Sensitivity analysis based on a range of cut-offs (− 30%, − 20%, − 10%, − 8%, 0%, + 10% and + 20%) using validation datasets shows that c-index is similar for cutoffs with 8 to 30% reduction range (− 8% to − 30% tumor size changes), but relatively lower for other cut-offs (Additional file 7: Figure S3 in the Supplement). Therefore, we rounded up to 10% tumor reduction as an optimal cut-off. It is worth noting c-index is similar to all cut-offs if baseline tumor sizes are adjusted. Additionally, c-index also tends to be higher.

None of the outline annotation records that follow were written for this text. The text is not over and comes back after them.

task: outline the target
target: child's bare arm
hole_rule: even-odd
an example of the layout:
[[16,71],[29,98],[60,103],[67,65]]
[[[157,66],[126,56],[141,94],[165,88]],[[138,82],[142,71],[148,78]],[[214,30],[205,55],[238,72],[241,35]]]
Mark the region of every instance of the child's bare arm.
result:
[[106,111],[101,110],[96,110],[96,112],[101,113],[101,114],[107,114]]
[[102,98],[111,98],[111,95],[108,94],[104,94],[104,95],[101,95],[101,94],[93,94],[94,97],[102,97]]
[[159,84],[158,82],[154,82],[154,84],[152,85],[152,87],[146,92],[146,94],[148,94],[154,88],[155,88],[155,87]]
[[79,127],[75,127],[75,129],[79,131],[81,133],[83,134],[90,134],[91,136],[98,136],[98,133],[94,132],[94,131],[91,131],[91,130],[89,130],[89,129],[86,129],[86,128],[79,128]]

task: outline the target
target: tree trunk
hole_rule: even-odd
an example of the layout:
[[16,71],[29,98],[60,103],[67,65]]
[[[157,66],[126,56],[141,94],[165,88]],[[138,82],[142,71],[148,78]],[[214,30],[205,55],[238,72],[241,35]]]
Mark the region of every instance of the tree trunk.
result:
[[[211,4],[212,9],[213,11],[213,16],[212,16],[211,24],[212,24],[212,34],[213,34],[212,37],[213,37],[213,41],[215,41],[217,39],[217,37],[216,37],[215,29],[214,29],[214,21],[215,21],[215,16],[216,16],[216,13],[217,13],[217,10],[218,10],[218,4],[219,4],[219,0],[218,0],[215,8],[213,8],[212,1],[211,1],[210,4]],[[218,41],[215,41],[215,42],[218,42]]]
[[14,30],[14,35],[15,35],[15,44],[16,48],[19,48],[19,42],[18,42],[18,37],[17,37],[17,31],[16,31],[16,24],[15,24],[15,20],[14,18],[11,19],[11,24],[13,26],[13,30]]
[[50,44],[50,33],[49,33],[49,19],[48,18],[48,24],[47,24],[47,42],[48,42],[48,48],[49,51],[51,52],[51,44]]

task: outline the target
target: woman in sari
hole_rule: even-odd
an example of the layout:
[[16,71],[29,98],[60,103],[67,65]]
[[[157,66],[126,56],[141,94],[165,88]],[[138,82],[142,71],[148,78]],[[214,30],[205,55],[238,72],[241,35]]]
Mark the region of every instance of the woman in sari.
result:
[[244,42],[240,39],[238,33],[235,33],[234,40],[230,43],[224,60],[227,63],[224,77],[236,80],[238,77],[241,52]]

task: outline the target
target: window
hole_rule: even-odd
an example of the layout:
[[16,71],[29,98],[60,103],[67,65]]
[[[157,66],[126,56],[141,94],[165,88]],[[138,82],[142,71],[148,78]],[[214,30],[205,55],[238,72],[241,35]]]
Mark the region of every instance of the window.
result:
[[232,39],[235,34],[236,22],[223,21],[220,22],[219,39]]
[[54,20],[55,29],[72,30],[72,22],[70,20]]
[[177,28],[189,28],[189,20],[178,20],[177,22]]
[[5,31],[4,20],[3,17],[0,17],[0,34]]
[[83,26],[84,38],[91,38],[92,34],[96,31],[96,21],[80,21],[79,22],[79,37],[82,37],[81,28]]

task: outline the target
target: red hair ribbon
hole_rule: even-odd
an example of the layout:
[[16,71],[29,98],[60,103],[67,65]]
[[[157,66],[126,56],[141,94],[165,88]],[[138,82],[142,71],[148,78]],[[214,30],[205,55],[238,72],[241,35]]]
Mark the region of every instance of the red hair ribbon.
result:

A “≥10% reduction (tumor size changes ≤-10%)” can be broken down into “10% to 30% reduction” and “≥30% reduction” which corresponds to partial response for target lesions per RECIST. Among 252 patients with ≥10% tumor reduction from validation datasets, 73 and 179 patients had 10% to 30% and ≥ 30% tumor reduction, respectively. Left panel of Fig. 2 shows the survival curves with 10% cut-off and the right panel shows survival curves with two cutoffs of 10% and 30% tumor reduction. There was statistically significant difference (p < 0.0001) in terms of OS from Week 12 between patients with tumor size changes > − 10% and ≤ − 10% groups, as well as among > − 10%, − 10% to − 30% and ≤ − 30% groups. It is worth noting the following from validation datasets: approximately 50% of those patients with 10% to 30% tumor reduction had a RECIST PR; 85% of those patents with at least 30% reduction had a RECIST PR; and only 4% of those without a > 10% tumor reduction had a RECIST PR later.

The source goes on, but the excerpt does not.